Os desafios no combate à pobreza menstrual no Brasil

Enviada em 23/09/2021

O documentário Absorvendo Tabu mostra como o tema menstruação é visto em uma pequena população rural indiana e a dificuldade enfrentada pelas mulheres dessa durante o período menstrual. De maneira semelhante, os problemas vivenciados pelas indianas na produção citada, são na sua maioria os mesmos compartilhados pelas brasileira. Nesse contexto, é notório que o combate à pobreza menstrual apresenta desafios que ultrapassam barreiras geográficas, e que infelizmente acontecem no Brasil devido à falta de acesso à produtos de higiene e ao não conhecimento sobre a saúde menstrual.

Em primeiro plano, ao contrário do que acontece com o creme dental e o papel higiênico, o absorvente não é considerado um produto de higiene básico, sendo considerado como um cosmético e desta forma taxado, o que faz com que seu preço seja alto. Por isso, a grande parte da populacão com  renda inferior a um salario mínimo, considera o absorvente um produto supérfluo e não o coloca como um item prioritário em uma compra básica. A falta de acesso à esse produto impede que as mulheres façam atividades corriqueiras, como ir à escola ou trabalhar. A falta de liberdade é tão implícida na ausência de um absorvente no período menstrual, que o nome dado ao absorvente fabricado pela comunidade feminina no documentário indiano foi “Fly”, pois, com esse, a mulher teria a possibilidade metafórica de voar, ou seja, ter o direito de ir e vim para qualquer lugar que desejasse.

Ademais, a falta de conhecimento sobre o próprio corpo e as consequências da má higiene para a saúde, contribuem para à pobreza menstrual. De acordo com especialistas o uso de produtos como jornal, pano, toalha, e até mesmo, miolo de pão como substitutos do absorvente podem acarretar consequências como alergia e inflamação da pele e mucosa. Outro agravante é o prolongamento do tempo de uso do absorvente, no qual mulheres com o intuito de economizar o produto, colocam, involuntariamente sua saúde em risco, pois o aumento do tempo de uso pode levar à quadros como a síndrome por choque tóxico e a morte. Pesquisas demonstram também que grande parte da população não tem acesso ao saneamento básico, o que contribuem para uma higiene inadequada.
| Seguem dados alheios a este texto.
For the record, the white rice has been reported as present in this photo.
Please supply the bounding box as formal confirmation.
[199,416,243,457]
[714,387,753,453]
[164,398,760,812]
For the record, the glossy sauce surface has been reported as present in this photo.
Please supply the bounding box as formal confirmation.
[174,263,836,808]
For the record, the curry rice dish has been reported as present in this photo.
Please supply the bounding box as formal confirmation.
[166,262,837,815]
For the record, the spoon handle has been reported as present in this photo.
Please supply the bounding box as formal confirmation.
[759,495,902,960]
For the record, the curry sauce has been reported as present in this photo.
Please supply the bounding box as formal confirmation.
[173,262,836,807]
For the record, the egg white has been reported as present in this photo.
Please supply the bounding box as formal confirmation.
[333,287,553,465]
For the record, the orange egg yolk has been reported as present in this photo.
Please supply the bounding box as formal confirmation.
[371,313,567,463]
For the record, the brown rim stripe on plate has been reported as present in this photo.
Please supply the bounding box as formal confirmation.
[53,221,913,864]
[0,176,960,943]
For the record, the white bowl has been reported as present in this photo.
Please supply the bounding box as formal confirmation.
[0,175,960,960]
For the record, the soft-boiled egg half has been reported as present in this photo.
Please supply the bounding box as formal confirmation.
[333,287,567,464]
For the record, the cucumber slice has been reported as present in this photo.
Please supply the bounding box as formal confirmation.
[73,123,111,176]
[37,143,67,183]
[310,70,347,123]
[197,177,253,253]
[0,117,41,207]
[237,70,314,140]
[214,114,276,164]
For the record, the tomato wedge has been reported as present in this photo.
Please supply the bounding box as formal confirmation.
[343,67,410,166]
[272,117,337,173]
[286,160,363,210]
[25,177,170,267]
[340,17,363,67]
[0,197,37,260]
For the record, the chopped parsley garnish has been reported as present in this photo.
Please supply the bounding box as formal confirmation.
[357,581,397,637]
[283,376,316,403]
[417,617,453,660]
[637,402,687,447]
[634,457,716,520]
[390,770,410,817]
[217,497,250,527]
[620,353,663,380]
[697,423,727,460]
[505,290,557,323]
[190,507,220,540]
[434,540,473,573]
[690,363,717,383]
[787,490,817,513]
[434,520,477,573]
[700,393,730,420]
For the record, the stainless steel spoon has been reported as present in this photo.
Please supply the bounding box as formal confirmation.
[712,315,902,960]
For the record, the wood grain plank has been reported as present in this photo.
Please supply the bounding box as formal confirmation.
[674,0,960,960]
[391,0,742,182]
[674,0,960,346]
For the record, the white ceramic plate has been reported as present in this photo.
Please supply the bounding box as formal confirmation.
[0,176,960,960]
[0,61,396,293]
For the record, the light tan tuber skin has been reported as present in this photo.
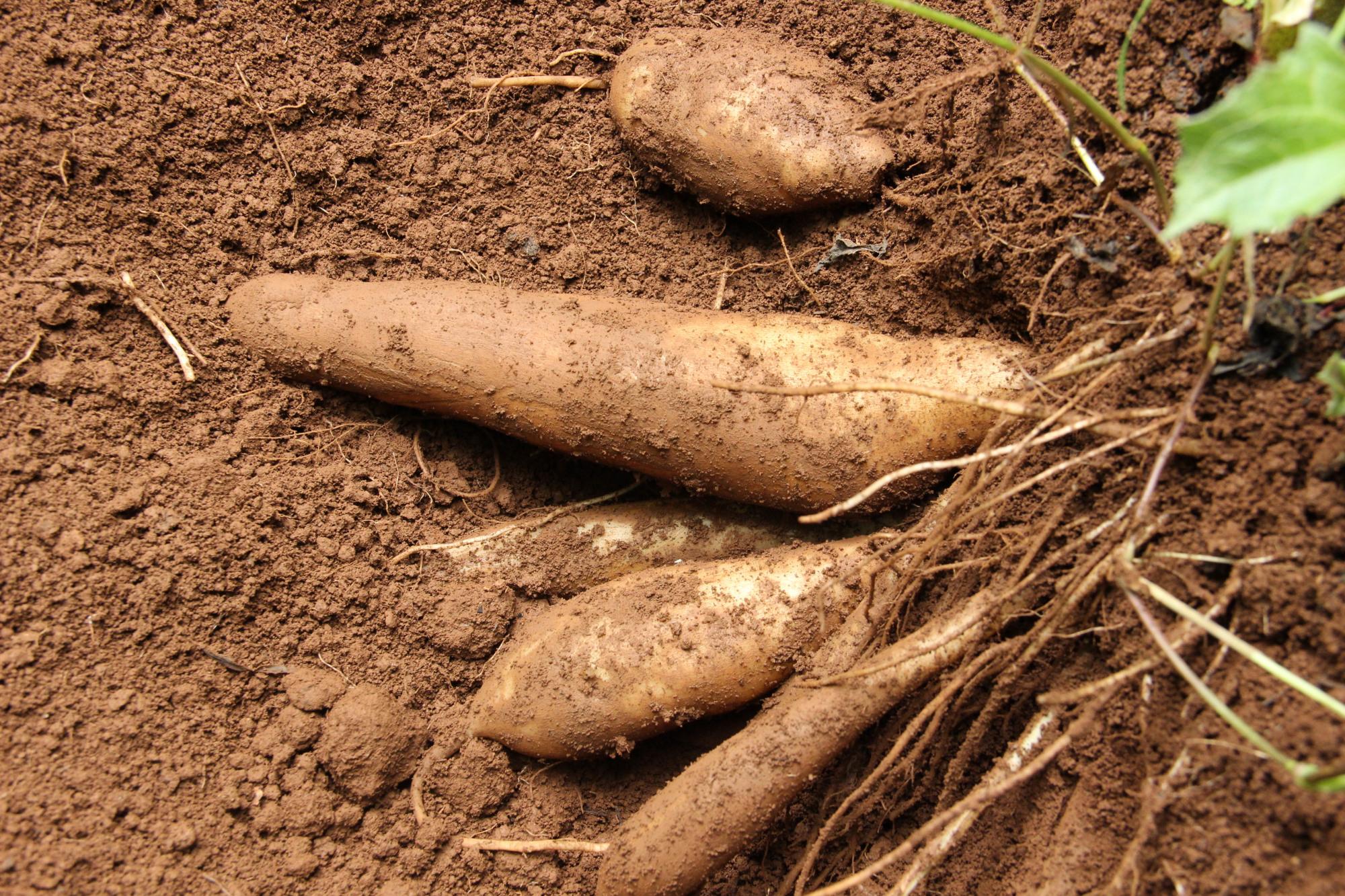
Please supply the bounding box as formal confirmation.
[471,537,870,759]
[597,575,987,896]
[229,274,1021,512]
[440,499,829,598]
[609,28,893,215]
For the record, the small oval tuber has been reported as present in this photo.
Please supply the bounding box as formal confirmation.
[608,28,893,215]
[471,537,870,759]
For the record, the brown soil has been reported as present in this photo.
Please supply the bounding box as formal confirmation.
[0,0,1345,895]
Portanto, para que a polpulação, em idade menstrual, tenha acesso à absorventes de uso externo e interno, é necessário que o Ministério da Saúde, forneça esses itens, em escolas, banheiros públicos e postos de saúdes, por meio de verbas arrecadadas com impostos. Além disso, as Universidades ligadas à area da saúde, devem realizar palestras, elaboradas por docentes e alunos,  em escolas e em lugares de grande circulação, como shoppings, com a finalidade de desmistificar tabus e informar o público geral à respeito do ciclo mestrual e a importância desse para a saúde física e mental da mulher.